On May 27, 2020, South Jersey Industries, Inc. (the “Company”) entered into a Note Purchase Agreement between the Company and the purchasers named therein (the “Note
Purchase Agreement”) that provides for the Company to issue an aggregate of $200 million of senior unsecured notes in two tranches, as follows: (a) Senior Notes, Series 2020A due July 30, 2027, in the aggregate principal amount of
$75,000,000 (the “Series 2020A Notes”); and (b) Senior Notes, Series 2020B due July 30, 2030, in the aggregate principal amount of $125,000,000 (the “Series 2020B Notes” and, together with the Series 2020A Notes, the “Notes”). The Company expects
to issue the Notes on July 30, 2020.
The Notes are unsecured. The Series 2020A Notes bear interest at the annual rate of 3.71%, with interest payable semiannually on January 30 and July
30 in each year, commencing on January 30, 2021. Subject to certain accelerating events, principal on the Series 2020A Notes, plus any accrued but unpaid interest, is payable on July 30, 2027.
The Series 2020B Notes bear interest at the annual rate of 3.91%, with interest payable semiannually on January 30 and July 30 in each year, commencing
on January 30, 2021. Subject to certain accelerating events, principal on the Series 2020B Notes, plus any accrued but unpaid interest, is payable on July 30, 2030.
In the event of a Change in Control (as defined in the Note Purchase Agreement), the Company is required to offer to prepay the Notes at their face
amount together with interest accrued thereon to the date of such prepayment.

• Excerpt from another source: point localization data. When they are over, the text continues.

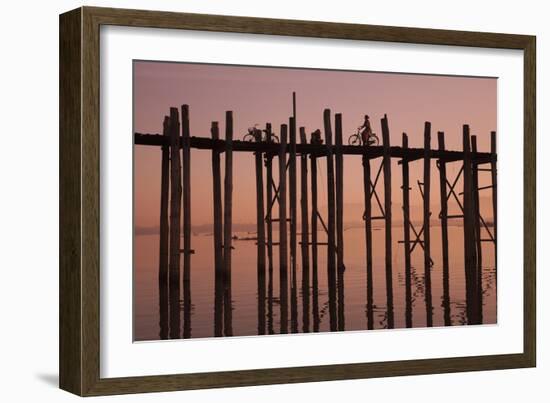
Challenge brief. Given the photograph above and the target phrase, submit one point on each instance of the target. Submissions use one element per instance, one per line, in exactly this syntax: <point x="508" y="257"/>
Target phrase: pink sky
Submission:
<point x="260" y="95"/>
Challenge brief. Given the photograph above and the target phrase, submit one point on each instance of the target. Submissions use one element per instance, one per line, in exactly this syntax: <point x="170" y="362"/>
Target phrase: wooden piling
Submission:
<point x="444" y="231"/>
<point x="339" y="160"/>
<point x="494" y="192"/>
<point x="283" y="242"/>
<point x="407" y="233"/>
<point x="477" y="231"/>
<point x="261" y="240"/>
<point x="331" y="254"/>
<point x="388" y="218"/>
<point x="469" y="247"/>
<point x="292" y="192"/>
<point x="314" y="247"/>
<point x="218" y="236"/>
<point x="175" y="219"/>
<point x="227" y="224"/>
<point x="304" y="218"/>
<point x="427" y="258"/>
<point x="367" y="191"/>
<point x="269" y="228"/>
<point x="164" y="234"/>
<point x="186" y="190"/>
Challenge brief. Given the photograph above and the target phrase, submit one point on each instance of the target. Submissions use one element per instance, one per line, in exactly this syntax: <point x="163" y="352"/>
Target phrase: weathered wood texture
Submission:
<point x="79" y="197"/>
<point x="175" y="224"/>
<point x="260" y="227"/>
<point x="283" y="240"/>
<point x="304" y="218"/>
<point x="227" y="223"/>
<point x="407" y="234"/>
<point x="331" y="253"/>
<point x="218" y="235"/>
<point x="427" y="214"/>
<point x="164" y="234"/>
<point x="444" y="231"/>
<point x="388" y="219"/>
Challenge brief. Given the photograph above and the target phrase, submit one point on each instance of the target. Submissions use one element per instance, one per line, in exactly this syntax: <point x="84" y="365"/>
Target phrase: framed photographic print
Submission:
<point x="251" y="201"/>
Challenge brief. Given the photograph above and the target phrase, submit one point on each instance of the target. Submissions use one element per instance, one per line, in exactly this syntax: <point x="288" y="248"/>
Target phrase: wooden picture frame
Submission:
<point x="79" y="201"/>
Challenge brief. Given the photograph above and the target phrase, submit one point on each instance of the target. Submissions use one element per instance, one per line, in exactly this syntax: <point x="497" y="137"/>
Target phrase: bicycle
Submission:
<point x="356" y="139"/>
<point x="255" y="134"/>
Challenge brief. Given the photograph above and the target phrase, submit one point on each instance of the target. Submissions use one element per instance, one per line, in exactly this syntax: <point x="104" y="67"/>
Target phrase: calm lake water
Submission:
<point x="245" y="295"/>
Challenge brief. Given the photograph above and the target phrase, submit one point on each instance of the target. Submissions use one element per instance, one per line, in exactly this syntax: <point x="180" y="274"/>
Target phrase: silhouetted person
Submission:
<point x="365" y="130"/>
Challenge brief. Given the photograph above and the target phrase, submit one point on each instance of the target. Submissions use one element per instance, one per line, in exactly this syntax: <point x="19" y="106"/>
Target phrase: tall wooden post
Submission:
<point x="444" y="231"/>
<point x="367" y="194"/>
<point x="427" y="258"/>
<point x="261" y="239"/>
<point x="339" y="160"/>
<point x="305" y="234"/>
<point x="227" y="224"/>
<point x="407" y="232"/>
<point x="494" y="192"/>
<point x="218" y="236"/>
<point x="314" y="247"/>
<point x="186" y="164"/>
<point x="175" y="219"/>
<point x="388" y="218"/>
<point x="331" y="254"/>
<point x="269" y="227"/>
<point x="477" y="230"/>
<point x="283" y="242"/>
<point x="163" y="237"/>
<point x="293" y="218"/>
<point x="469" y="248"/>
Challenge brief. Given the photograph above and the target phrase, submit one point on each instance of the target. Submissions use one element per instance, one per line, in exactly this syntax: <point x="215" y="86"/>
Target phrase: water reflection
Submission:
<point x="260" y="309"/>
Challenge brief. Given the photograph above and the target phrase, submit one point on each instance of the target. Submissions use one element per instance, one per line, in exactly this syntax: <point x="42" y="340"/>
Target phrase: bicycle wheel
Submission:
<point x="373" y="140"/>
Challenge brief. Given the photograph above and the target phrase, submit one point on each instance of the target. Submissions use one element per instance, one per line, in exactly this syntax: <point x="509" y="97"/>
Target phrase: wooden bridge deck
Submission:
<point x="320" y="150"/>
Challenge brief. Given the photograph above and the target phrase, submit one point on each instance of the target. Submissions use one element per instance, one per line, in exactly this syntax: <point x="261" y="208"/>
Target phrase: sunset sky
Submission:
<point x="261" y="94"/>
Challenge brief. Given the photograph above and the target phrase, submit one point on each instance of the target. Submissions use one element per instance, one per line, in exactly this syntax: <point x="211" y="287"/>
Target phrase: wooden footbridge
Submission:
<point x="175" y="144"/>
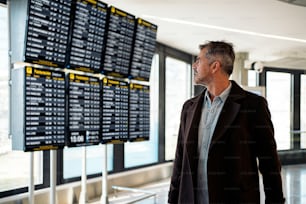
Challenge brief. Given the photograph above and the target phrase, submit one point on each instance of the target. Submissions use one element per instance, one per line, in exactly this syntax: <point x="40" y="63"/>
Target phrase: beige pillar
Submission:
<point x="240" y="74"/>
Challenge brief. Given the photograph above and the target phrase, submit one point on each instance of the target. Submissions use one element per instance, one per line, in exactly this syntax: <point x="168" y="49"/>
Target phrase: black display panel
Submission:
<point x="143" y="50"/>
<point x="115" y="105"/>
<point x="84" y="95"/>
<point x="44" y="109"/>
<point x="48" y="32"/>
<point x="139" y="112"/>
<point x="119" y="42"/>
<point x="87" y="38"/>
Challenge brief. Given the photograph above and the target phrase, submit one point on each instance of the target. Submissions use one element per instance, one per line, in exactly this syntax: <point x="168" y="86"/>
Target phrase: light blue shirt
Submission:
<point x="209" y="118"/>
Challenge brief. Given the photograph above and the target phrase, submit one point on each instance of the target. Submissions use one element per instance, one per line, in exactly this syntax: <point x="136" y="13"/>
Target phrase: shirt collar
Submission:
<point x="223" y="96"/>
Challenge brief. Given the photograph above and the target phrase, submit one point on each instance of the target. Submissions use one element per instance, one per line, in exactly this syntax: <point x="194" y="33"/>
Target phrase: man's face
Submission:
<point x="202" y="69"/>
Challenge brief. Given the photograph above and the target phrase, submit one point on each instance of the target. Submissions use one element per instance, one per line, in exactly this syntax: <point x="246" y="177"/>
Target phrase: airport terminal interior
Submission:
<point x="91" y="92"/>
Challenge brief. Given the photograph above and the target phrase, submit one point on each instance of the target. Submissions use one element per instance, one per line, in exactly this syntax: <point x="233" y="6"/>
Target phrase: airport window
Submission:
<point x="252" y="78"/>
<point x="12" y="176"/>
<point x="142" y="153"/>
<point x="303" y="111"/>
<point x="178" y="89"/>
<point x="279" y="97"/>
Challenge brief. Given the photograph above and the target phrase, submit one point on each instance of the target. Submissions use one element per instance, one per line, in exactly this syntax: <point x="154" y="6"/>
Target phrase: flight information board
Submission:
<point x="44" y="109"/>
<point x="115" y="105"/>
<point x="139" y="112"/>
<point x="83" y="110"/>
<point x="119" y="42"/>
<point x="87" y="39"/>
<point x="143" y="50"/>
<point x="48" y="32"/>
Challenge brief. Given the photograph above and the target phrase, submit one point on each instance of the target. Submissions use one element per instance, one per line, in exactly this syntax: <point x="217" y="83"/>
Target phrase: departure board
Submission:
<point x="119" y="42"/>
<point x="88" y="33"/>
<point x="143" y="50"/>
<point x="139" y="112"/>
<point x="83" y="110"/>
<point x="115" y="105"/>
<point x="48" y="32"/>
<point x="44" y="109"/>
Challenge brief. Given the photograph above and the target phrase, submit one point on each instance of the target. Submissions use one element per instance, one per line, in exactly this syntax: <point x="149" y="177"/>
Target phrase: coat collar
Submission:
<point x="227" y="116"/>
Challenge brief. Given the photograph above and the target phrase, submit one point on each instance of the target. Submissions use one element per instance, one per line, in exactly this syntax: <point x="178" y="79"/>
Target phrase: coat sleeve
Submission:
<point x="177" y="164"/>
<point x="269" y="164"/>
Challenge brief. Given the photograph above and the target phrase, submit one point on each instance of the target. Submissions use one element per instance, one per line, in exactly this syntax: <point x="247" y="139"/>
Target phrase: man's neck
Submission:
<point x="217" y="88"/>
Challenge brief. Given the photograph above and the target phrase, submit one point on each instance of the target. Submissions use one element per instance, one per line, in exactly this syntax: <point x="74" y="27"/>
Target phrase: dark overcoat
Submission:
<point x="242" y="143"/>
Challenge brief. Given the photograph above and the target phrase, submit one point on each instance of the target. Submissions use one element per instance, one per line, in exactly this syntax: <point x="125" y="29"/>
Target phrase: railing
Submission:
<point x="147" y="194"/>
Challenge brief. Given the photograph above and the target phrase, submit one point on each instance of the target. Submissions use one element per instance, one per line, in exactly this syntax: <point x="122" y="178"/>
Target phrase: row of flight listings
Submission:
<point x="58" y="109"/>
<point x="84" y="35"/>
<point x="53" y="109"/>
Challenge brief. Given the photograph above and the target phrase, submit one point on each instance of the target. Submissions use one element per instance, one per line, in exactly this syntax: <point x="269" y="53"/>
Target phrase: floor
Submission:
<point x="294" y="185"/>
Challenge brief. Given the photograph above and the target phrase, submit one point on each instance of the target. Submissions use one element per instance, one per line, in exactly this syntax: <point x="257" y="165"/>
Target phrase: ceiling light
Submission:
<point x="171" y="20"/>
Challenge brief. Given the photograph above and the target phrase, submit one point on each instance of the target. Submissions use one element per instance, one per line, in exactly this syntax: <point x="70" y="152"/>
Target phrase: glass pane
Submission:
<point x="94" y="155"/>
<point x="278" y="96"/>
<point x="141" y="153"/>
<point x="252" y="78"/>
<point x="303" y="111"/>
<point x="178" y="90"/>
<point x="15" y="165"/>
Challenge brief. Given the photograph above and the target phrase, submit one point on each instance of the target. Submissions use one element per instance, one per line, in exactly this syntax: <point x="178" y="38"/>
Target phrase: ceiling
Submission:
<point x="271" y="31"/>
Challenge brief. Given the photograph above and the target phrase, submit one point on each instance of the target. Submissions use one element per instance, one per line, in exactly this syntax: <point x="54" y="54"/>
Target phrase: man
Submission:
<point x="225" y="137"/>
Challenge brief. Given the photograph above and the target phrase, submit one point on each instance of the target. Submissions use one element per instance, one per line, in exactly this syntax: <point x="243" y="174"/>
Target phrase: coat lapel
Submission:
<point x="228" y="113"/>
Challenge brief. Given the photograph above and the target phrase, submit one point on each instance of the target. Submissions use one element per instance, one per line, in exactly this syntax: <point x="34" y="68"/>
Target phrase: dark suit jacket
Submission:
<point x="243" y="135"/>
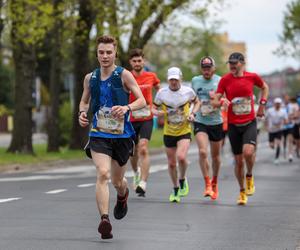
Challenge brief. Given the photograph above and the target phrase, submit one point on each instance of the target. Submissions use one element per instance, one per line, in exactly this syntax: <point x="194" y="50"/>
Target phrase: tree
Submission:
<point x="29" y="20"/>
<point x="290" y="37"/>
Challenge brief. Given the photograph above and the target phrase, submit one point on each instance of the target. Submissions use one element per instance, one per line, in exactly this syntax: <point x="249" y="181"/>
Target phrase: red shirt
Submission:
<point x="146" y="81"/>
<point x="239" y="91"/>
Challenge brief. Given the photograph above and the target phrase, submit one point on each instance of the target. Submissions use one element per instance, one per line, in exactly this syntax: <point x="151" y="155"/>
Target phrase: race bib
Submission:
<point x="241" y="105"/>
<point x="109" y="124"/>
<point x="206" y="108"/>
<point x="175" y="116"/>
<point x="142" y="113"/>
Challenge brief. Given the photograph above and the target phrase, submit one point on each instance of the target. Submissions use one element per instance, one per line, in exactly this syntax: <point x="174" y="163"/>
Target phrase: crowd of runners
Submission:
<point x="122" y="108"/>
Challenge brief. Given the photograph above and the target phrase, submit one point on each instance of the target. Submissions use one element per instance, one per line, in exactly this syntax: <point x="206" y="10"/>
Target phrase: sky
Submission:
<point x="258" y="23"/>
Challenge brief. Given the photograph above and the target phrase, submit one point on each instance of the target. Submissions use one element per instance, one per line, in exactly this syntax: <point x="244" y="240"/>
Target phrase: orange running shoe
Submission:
<point x="208" y="189"/>
<point x="215" y="191"/>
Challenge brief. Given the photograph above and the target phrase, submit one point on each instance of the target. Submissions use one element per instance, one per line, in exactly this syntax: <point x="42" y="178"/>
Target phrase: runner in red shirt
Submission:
<point x="142" y="120"/>
<point x="237" y="86"/>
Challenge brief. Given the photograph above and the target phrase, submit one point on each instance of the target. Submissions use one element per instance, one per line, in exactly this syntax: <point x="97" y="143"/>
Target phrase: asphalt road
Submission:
<point x="56" y="209"/>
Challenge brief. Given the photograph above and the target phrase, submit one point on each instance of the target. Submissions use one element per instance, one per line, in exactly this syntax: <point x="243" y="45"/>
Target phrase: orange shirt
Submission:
<point x="146" y="81"/>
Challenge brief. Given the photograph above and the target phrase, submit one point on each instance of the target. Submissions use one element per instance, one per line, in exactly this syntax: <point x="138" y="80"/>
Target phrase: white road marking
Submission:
<point x="10" y="199"/>
<point x="56" y="191"/>
<point x="86" y="185"/>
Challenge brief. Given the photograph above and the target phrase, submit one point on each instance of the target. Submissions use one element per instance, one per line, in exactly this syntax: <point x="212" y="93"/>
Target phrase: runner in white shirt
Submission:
<point x="276" y="117"/>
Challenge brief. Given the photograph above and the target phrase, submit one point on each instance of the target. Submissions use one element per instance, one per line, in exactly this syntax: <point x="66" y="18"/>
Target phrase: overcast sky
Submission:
<point x="258" y="23"/>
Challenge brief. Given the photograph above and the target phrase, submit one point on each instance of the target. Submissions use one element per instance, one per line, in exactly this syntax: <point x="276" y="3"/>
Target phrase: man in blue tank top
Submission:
<point x="110" y="145"/>
<point x="208" y="125"/>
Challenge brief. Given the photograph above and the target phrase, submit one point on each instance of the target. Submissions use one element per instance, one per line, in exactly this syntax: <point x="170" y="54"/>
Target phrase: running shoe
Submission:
<point x="215" y="191"/>
<point x="242" y="200"/>
<point x="208" y="190"/>
<point x="174" y="198"/>
<point x="136" y="179"/>
<point x="185" y="190"/>
<point x="121" y="207"/>
<point x="105" y="228"/>
<point x="250" y="188"/>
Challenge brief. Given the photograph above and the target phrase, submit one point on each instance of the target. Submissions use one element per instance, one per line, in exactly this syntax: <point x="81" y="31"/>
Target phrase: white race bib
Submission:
<point x="142" y="113"/>
<point x="241" y="105"/>
<point x="206" y="108"/>
<point x="109" y="124"/>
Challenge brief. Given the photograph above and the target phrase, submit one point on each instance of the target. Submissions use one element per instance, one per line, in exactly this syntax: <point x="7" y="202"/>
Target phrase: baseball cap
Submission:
<point x="174" y="73"/>
<point x="236" y="57"/>
<point x="207" y="61"/>
<point x="278" y="100"/>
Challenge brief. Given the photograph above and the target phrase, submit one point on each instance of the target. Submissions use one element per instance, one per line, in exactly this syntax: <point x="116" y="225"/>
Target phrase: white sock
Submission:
<point x="143" y="184"/>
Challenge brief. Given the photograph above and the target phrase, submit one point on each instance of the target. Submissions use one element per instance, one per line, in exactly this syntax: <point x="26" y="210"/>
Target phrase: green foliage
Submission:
<point x="290" y="37"/>
<point x="65" y="122"/>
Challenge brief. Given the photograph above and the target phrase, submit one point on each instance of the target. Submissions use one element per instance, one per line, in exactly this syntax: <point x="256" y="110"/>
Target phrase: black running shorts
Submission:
<point x="171" y="141"/>
<point x="118" y="149"/>
<point x="242" y="134"/>
<point x="143" y="129"/>
<point x="214" y="132"/>
<point x="275" y="135"/>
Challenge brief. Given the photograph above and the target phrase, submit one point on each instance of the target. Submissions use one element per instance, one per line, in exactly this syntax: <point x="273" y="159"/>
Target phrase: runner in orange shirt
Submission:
<point x="142" y="120"/>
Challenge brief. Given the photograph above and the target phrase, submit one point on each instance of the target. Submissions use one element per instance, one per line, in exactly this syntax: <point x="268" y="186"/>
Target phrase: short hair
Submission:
<point x="136" y="52"/>
<point x="107" y="40"/>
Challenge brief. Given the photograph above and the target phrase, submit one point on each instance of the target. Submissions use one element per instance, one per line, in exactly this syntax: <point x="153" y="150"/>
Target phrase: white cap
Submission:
<point x="174" y="73"/>
<point x="278" y="100"/>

In addition, in the event of the sale of a Substantial Part (as defined in the Note Purchase Agreement) of the assets of the Company and its subsidiaries, the Company
may be required to use a portion of such proceeds to prepay or retire Senior Indebtedness, which term is defined in the Note Purchase Agreement and includes, among other things, the Notes.
The Company may prepay, at any time or from time to time, all or any portion of the Series 2020A Notes or the Series 2020B Notes in an amount not less
than an aggregate of $1,000,000 in the case of a partial prepayment, together with interest accrued thereon to the date of such prepayment as well as a “make-whole amount” to the extent set forth below; provided that if a Default or an Event of
Default (as such terms are defined in the Note Purchase Agreement) has occurred and is continuing at the time such notice is provided or on the prepayment date or if a Default or an Event of Default would result from the making of such prepayment,
such prepayment shall be pro rata to the holders of all Notes then outstanding. In connection with the prepayment of a Note more than one month prior to its stated maturity, the Company must also pay a “make-whole amount,” to be calculated as
provided in the Note Purchase Agreement.
The Company expects to use the proceeds from the sale of the Notes to refinance existing indebtedness and for general corporate purposes.
The Note Purchase Agreement contains customary representations, warranties and covenants, including a financial covenant limiting the ratio of
Indebtedness of the Company and its subsidiaries on a consolidated basis to Consolidated Total Capitalization of not more than 0.70 to 1.0 (as such terms are defined in the Note Purchase Agreement), and customary events of default and acceleration
of amounts payable upon an event of default.
The Note Purchase Agreement, including the forms of Notes, is attached as Exhibit 10.1 hereto and is incorporated by reference into this Item 1.01. The
foregoing summaries of the Note Purchase Agreement and the Notes are qualified in their entirety by reference to the full text of such documents.